On 30 July 2020, Wong, Foo and Chua were all ordered to be remanded for investigations, as well as to undergo pre-trial psychiatric evaluation. Foo's family members engaged lawyers to represent Foo, and in the end, out of two defence counsels engaged by her family, Foo chose one of them, consisting of Josephus Tan and his associates Cory Wong and Marshall Lim, while the other, led by Peter Keith Fernando, was discharged. Wong engaged Vinit Chhabra to defend him.

On 3 August 2020, the remand order was extended for one week. Chua's lawyer Thangavelu objected to the further remand of his client on the grounds that her charge was not murder, but of disposal of a corpse, which do not warrant the death penalty like murder, and stating that Chua's case would be heard at the State Courts rather than the High Court, where trials for capital cases like murder were conducted. However, the objection was overruled by the district judge, who went ahead with the extension on the account that the prosecution needed more time to gather evidence to determine the roles played by each of the trio in Khung's death.

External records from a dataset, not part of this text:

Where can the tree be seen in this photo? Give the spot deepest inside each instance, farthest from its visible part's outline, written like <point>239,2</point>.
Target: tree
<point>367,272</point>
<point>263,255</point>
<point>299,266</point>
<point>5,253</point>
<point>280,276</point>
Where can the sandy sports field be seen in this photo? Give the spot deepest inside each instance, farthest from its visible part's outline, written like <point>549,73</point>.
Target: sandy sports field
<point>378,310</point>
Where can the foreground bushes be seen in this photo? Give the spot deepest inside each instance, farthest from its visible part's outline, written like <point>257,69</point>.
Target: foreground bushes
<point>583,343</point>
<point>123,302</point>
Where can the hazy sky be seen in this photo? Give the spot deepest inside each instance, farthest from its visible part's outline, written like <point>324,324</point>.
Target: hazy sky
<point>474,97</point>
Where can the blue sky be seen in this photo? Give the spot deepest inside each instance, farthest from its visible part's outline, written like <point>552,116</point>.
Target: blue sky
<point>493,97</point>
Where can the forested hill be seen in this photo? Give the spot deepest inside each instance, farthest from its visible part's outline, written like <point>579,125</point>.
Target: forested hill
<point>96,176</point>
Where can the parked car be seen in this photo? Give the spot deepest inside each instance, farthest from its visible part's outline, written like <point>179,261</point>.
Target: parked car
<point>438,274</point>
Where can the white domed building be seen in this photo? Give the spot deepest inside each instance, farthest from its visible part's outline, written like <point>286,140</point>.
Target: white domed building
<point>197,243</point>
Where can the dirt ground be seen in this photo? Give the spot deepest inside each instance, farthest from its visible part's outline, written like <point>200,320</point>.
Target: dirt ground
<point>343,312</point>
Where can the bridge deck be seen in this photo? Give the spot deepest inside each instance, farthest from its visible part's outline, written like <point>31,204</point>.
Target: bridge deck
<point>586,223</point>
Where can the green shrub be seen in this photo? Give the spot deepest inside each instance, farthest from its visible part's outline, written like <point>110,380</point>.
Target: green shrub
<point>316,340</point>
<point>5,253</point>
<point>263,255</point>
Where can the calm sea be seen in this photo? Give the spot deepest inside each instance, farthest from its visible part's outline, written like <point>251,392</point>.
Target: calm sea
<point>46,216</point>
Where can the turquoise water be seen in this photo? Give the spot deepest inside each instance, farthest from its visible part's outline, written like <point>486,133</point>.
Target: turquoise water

After the end of her prolonged remand order, Chua was eventually granted bail of S$50,000 on 13 August 2020, and thus released from prison with conditions to abide to, like curfew hours and wearing an electronic tag. Foo and Wong were still remanded in prison as murder suspects were not allowed to be released on bail. In September 2020, the psychiatric assessments of Wong and Foo were completed, but they remained in remand pending further investigations and trial.

==Trial of the perpetrators==
===Wong Shi Xiang and Foo Li Ping===
On 28 February 2025, 38-year-old Wong and 29-year-old Foo claimed trial for the killing of Megan Khung. By then, the charges of murder were reduced and the couple pleaded guilty to lesser charges. Wong pleaded guilty to four charges, mainly one each of culpable homicide not amounting to murder (manslaughter), impeding investigations by disposing of a corpse, drug trafficking and drug consumption. Foo pleaded guilty to three charges, mainly one each of allowing the death of a child, child abuse and impeding investigations by disposing of a corpse.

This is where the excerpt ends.